Basic
Experiments

Basic

This section contains the workflows for basic text-to-image generation in ComfyUI. These are the scaffolding for all your future node designs.

The heading links directly to the JSON workflow.

Basic SD1.x Workflow

The easiest image generation workflow. We will examine each aspect of this first workflow as it will give you a better understanding on how Stable Diffusion works but it's not something we will do for every workflow as we are mostly learning by example.

You start by loading a checkpoint which is the brain of the generation. For this tutorial be sure to have at least the file v1-5-pruned-emaonly.safetensors installed in your ComfyUI/models/checkpoints directory, but you can use whatever SD1.5 model you want.
Next we set the Latent size. It is important to understand the difference between latent and pixel space. The image is actually processed in a special environment that contains information useful to the model but not very much to us. This environment is the Latent. Once the computation is finished the data can be converted into something we can see, ie: pixels. This phase happens at step #5 "Vae Decode" in the picture above.
Time to add a Positive and Negative prompt. The text has to interpreted into a language the machine can understand. This translation is performed by CLIP models (hence the node name "CLIP Text Encode").
If the checkpoint is the brain, the KSampler is the heart. We now have all the data needed to crunch some numbers. The main parameters we need to set are the following:
- Seed: this is the number used to seed the random number generation. Different seed = different image.
- Steps: number of steps used to reach the final image. More steps require more time to compute but might grant a better composition. That greatly varies based on the prompt, the sampler and the checkpoint. If usure start with a 15-20 value.
- CFG: The Classifier-free Guidance scale defines how close the image will be to your prompt. The lower the number the closer the model will stay to your directions (ie: it has less time to iterate on the concept). If you are trying to create complex images the model is not directly trained for, a higher CFG might help with the composition. Generally a value between 4 and 9 should cover all your use cases but it depends on many factors including the checkpoint you are using.
- Sampler and Scheduler together are deputized to carry on the noise in the latent space until the final image is reached withint the defined steps. Some samplers may reach a good result in less steps but might be slower. Generally speaking there's not a "best" sampler but good overall options are "euler ancestral" and "dpmpp_2m karras" but be sure to experiment with all of them.
Finally the latent is converted into an image we can see thank to the VAEDecode node. Note that the conversion is lossy and it's computationally heavy, so during your experiments the more you can work within the latent space the better.

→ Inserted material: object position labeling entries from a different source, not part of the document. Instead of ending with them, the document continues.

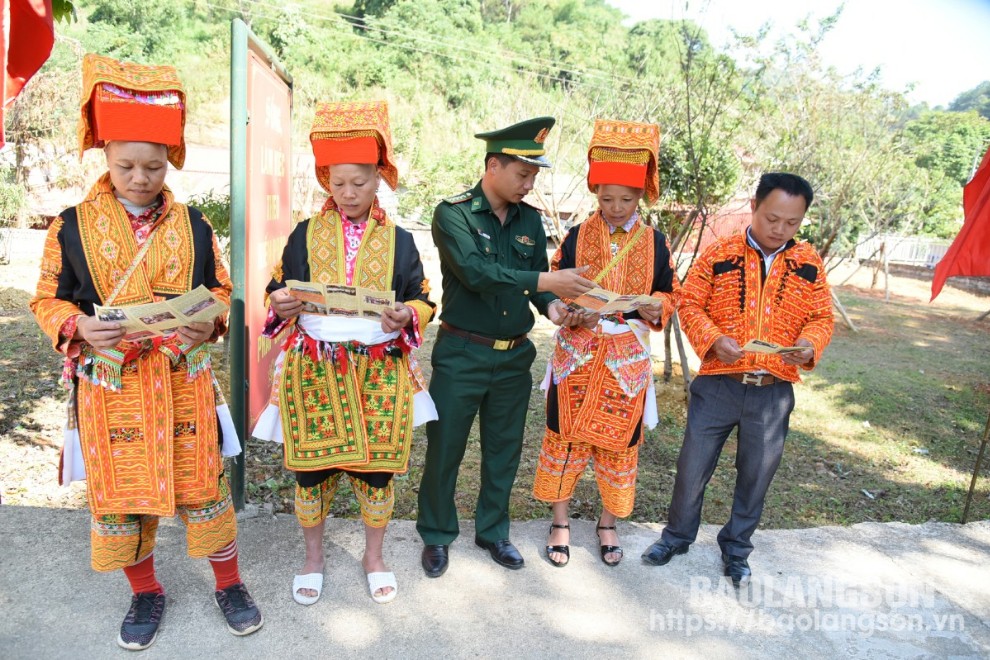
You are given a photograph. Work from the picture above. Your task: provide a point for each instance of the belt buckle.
(752, 379)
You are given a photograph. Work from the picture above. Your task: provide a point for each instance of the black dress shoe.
(503, 552)
(736, 568)
(661, 552)
(435, 560)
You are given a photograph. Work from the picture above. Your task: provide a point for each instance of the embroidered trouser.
(124, 539)
(315, 491)
(562, 463)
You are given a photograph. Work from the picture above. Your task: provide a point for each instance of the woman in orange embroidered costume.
(599, 381)
(143, 425)
(347, 391)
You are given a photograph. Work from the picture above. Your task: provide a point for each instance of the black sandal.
(560, 549)
(607, 549)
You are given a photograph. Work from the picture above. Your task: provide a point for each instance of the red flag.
(27, 34)
(969, 253)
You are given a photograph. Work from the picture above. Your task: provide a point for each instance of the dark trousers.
(760, 416)
(473, 380)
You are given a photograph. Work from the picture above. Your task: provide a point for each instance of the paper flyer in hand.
(340, 300)
(162, 318)
(605, 302)
(760, 346)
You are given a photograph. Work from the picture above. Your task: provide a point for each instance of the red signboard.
(268, 213)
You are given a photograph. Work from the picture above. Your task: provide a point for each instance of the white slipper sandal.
(380, 580)
(312, 581)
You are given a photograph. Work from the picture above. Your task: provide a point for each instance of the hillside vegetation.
(450, 68)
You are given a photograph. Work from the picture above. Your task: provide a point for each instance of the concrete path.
(867, 591)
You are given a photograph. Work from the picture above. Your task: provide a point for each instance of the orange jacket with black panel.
(727, 293)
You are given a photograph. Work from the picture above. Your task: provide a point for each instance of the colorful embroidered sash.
(376, 256)
(153, 441)
(110, 247)
(601, 377)
(354, 411)
(633, 274)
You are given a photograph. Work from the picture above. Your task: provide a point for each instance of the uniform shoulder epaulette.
(457, 199)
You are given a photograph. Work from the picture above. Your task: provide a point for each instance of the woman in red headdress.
(144, 425)
(347, 391)
(599, 381)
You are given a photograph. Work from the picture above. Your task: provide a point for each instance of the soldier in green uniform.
(493, 258)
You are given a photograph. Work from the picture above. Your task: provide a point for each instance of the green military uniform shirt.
(490, 270)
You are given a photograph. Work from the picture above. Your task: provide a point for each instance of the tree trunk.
(685, 369)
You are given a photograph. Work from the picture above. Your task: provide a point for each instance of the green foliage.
(136, 30)
(215, 205)
(63, 11)
(13, 197)
(977, 99)
(949, 142)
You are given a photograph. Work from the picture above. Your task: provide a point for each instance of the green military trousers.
(472, 379)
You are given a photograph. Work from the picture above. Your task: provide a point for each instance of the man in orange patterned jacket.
(760, 285)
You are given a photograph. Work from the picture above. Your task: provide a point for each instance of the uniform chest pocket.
(522, 255)
(486, 246)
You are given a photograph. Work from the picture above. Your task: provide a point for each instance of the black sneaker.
(140, 626)
(243, 616)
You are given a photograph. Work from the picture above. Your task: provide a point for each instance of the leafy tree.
(134, 30)
(949, 142)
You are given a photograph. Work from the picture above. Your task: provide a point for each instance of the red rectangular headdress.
(133, 102)
(353, 132)
(625, 153)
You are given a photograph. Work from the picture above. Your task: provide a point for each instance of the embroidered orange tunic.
(153, 443)
(602, 377)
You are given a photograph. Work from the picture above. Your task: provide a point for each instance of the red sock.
(142, 576)
(224, 563)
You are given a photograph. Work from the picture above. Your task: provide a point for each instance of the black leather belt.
(755, 379)
(497, 344)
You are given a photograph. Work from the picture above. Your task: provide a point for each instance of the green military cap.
(524, 140)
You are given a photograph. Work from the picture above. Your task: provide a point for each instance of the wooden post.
(976, 470)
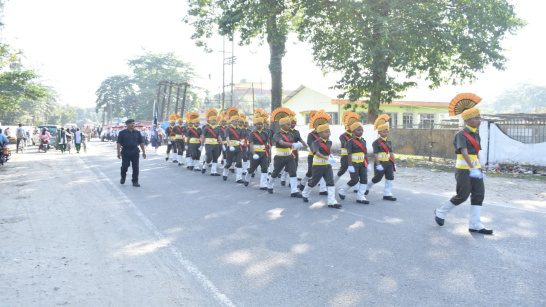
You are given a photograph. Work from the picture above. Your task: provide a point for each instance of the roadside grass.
(448, 165)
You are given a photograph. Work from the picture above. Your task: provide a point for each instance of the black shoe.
(438, 220)
(482, 231)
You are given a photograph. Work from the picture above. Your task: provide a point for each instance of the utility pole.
(169, 99)
(184, 99)
(177, 97)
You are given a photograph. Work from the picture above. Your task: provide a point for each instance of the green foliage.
(374, 42)
(266, 19)
(524, 98)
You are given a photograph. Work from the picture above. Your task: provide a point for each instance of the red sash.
(473, 141)
(363, 150)
(210, 130)
(387, 151)
(261, 141)
(324, 147)
(286, 139)
(196, 135)
(237, 137)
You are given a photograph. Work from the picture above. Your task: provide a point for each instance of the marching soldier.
(357, 164)
(322, 166)
(383, 158)
(235, 151)
(171, 137)
(180, 132)
(468, 171)
(284, 142)
(212, 139)
(258, 143)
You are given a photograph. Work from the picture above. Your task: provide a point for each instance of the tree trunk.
(277, 49)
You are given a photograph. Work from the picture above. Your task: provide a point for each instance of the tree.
(150, 69)
(372, 42)
(117, 96)
(265, 19)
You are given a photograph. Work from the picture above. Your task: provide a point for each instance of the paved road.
(244, 247)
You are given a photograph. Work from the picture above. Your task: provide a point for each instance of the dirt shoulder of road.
(69, 240)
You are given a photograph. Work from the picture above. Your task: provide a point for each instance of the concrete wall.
(503, 149)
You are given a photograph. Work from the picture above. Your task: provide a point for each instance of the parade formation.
(247, 152)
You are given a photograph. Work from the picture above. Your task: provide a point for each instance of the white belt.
(320, 160)
(463, 162)
(211, 141)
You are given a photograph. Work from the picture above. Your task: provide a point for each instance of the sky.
(75, 44)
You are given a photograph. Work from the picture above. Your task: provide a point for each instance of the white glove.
(476, 173)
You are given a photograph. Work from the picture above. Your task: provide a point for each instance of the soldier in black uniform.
(322, 166)
(169, 133)
(258, 143)
(179, 132)
(468, 174)
(212, 139)
(284, 142)
(235, 150)
(357, 164)
(128, 141)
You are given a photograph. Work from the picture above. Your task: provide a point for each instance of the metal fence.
(433, 141)
(527, 129)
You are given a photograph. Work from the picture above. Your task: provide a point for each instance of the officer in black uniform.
(128, 141)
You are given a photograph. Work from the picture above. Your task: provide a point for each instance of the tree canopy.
(266, 19)
(376, 43)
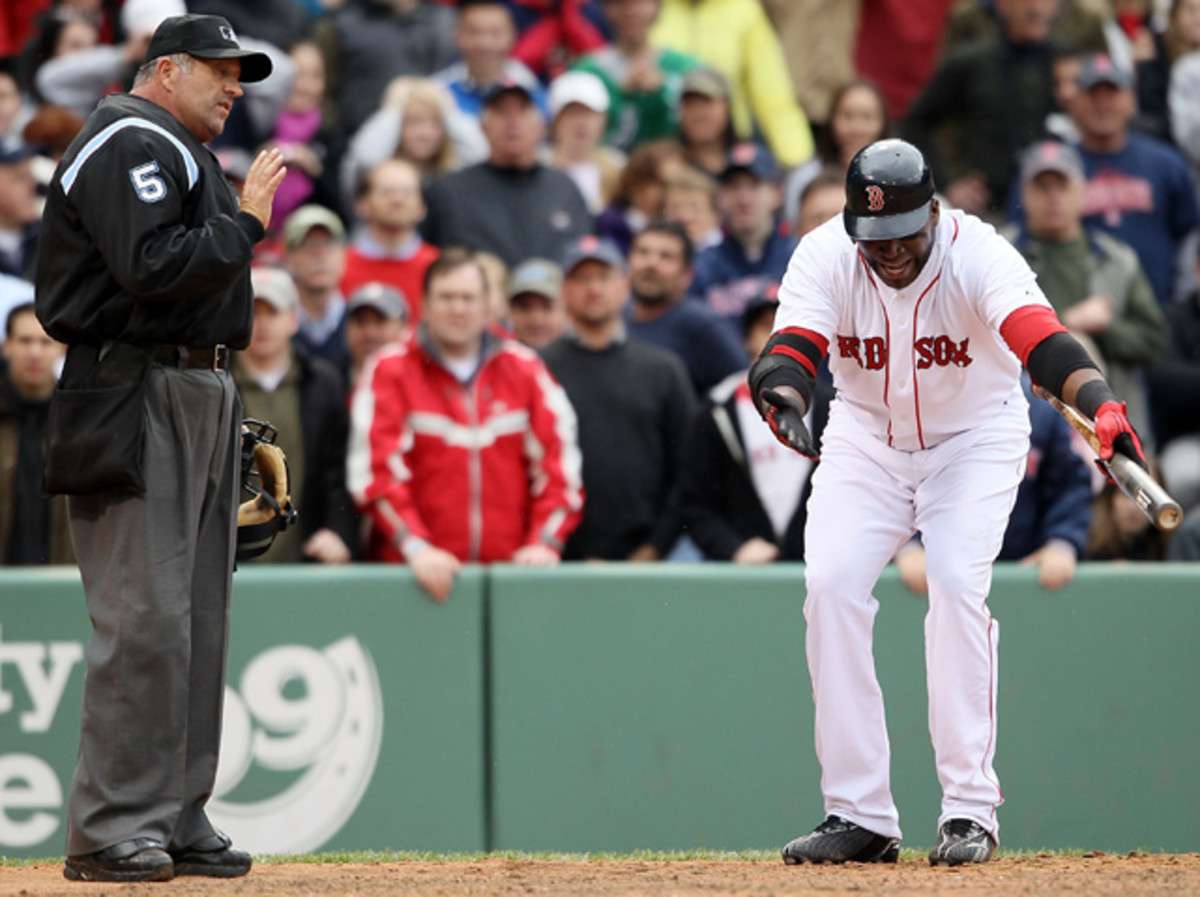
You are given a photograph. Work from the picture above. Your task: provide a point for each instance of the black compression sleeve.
(1092, 395)
(1055, 359)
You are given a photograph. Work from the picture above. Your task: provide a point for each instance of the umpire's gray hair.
(147, 70)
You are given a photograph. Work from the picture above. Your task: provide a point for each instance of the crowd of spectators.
(526, 251)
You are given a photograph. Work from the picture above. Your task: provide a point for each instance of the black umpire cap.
(207, 37)
(889, 191)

⚠️ Important: In ComfyUI the random number generation is different than other UIs, that makes it very difficult to recreate the same image generated --for example-- on A1111.

💡 Tip: The connection "dots" on each node has a color, that color helps you understand where the node should be connected to/from.

💡 Tip: If the image looks oversaturated or has too much contrast, try to lower the CFG scale.

💡 Tip: Remember you can always drag and drop images onto your ComfyUI workspace and the whole node layout will appear. This is also true for the screenshot of all the workflows you see in this repository!

Basic SD1.x with external VAE

This workflow is substantially identical to the previous one with the exception that we now use an external VAE model instead of the one baked inside the original checkpoint. This is very important because the VAE is a crucial element of SD image creation.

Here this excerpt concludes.